Un jumeau numérique pour comprendre l'impact sur le climat
Dans le cadre d'un autre projet, Raleigh s'est appuyé sur un modèle jumeau numérique de la ville pour mieux comprendre l'impact de la croissance sur le climat. Initialement développé pour comprendre l'impact de la croissance urbaine sur la configuration des vents, le modèle a été adapté pour analyser la façon dont l'urbanisation peut avoir un impact sur le climat, en particulier sur les populations vulnérables.
Mesa en Arizona a, quant à elle, lancé la première itération de son schéma directeur de smart city en 2018, avec des projets clefs comme le déploiement du haut débit, de capteurs, de compteurs intelligents, d'une infrastructure de données et de la confidentialité associée. « Toutes ces démarches ont été achevées ou sont en cours de mise en oeuvre », précise Harry Meier, DSI adjoint et responsable des projets smart city. « Au cours de cette phase du parcours de Mesa vers la ville intelligente, nous nous sommes concentrés sur les démarches fondamentales pour réussir, telles que la recherche du bon fournisseur pour notre réseau de compteurs intelligents », explique Harry Meier. Mesa a finalement choisi Zylem pour mettre en place un réseau de compteurs et de capteurs à l'échelle de la ville, soit plus de 250 000 compteurs d'eau, de gaz et d'électricité.
Rendre les opérations municipales plus transparentes grâce aux données
Depuis, Mesa a mis en place une plate-forme de services de données et un modèle de gouvernance pour offrir de la transparence sur les données publiques et stimuler la prise de décision interne fondée sur les données à tous les niveaux de l'administration. Cela a permis à la municipalité de mettre en place un centre de lutte en temps réel contre la criminalité (Realtime Crime Center), exploité par la police.
Mesa a également créé la plate-forme mobile MesaNow, pour fournir aux habitants des informations sur l'actualité de la ville, les événements, des informations personnalisées, des rapports sur les problèmes, la facturation des services publics et d'autres fonctions.

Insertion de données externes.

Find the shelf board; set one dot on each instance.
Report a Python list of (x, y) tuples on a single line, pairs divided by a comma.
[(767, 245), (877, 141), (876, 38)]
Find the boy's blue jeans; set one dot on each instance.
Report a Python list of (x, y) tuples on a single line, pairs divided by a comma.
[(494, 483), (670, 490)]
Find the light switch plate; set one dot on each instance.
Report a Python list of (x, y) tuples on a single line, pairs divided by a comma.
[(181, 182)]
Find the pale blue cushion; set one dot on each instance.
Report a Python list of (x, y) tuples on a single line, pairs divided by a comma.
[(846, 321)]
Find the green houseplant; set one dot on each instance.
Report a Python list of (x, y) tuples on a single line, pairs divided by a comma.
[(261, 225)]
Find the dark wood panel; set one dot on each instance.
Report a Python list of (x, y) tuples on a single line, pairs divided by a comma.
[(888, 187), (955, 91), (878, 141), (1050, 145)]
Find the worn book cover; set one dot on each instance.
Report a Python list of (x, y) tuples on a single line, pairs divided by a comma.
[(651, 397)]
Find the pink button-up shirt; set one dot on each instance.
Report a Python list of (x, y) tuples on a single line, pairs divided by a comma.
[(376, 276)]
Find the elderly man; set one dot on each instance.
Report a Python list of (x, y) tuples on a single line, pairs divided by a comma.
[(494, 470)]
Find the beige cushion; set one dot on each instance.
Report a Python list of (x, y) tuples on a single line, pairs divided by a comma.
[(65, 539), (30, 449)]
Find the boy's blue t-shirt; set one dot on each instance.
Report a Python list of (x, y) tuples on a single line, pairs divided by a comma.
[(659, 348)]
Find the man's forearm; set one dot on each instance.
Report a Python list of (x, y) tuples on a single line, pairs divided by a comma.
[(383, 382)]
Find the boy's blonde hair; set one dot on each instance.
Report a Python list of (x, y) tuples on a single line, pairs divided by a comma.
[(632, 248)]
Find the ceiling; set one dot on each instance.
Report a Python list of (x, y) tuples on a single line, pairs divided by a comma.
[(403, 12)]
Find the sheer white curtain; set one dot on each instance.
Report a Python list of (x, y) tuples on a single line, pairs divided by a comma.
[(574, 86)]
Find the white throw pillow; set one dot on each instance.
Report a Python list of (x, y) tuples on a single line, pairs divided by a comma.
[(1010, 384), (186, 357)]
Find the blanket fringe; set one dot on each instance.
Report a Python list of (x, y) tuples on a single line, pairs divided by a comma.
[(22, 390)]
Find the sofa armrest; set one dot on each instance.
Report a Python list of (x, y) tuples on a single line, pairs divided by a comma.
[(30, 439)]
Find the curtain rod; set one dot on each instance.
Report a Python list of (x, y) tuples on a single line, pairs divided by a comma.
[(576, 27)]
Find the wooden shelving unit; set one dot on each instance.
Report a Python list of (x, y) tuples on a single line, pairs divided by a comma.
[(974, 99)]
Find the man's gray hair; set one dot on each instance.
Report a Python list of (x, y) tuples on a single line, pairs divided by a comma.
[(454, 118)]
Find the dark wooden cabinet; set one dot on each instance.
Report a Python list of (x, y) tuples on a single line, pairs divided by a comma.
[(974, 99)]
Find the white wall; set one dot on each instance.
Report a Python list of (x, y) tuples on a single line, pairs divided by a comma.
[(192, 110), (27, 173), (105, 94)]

Le service IT a aussi déployé une solution d'analyse vidéo multi-usage et de surveillance par IA à partir des caméras également utilisées par le Realtime Crime Center en cas d'urgence, notamment pour le stationnement intelligent en centre-ville ou le comptage de personnes.
Automatiser les bâtiments pour réduire les coûts énergétiques
Mesa déploie par ailleurs un plan d'action climatique avec un engagement de tous les services de la ville. Il s'agit notamment de mettre en place un éclairage public intelligent pour répondre aux besoins des habitants et de convertir plus de 40 000 équipements d'éclairage en LED avec une surveillance et des contrôles centralisés. La ville a aussi créé un système d'automatisation des bâtiments pour économiser plusieurs millions de dollars en coûts d'électricité. Enfin, la municipalité veut se tourner vers l'économie circulaire, en convertissant des déchets alimentaires en carburant pour la flotte de camions poubelles.
La prochaine vague de projets comprend le développement des capacités des capteurs intelligents en s'appuyant sur le réseau de compteurs, la création d'animations en réalité augmentée avec l'office du tourisme local Visit Mesa et les promoteurs immobiliers du centre-ville, et l'utilisation des data et des capacités des capteurs pour créer de nouveaux jumeaux numériques de la ville afin d'améliorer des services tels que la gestion de l'eau, la gestion de la circulation routière, etc.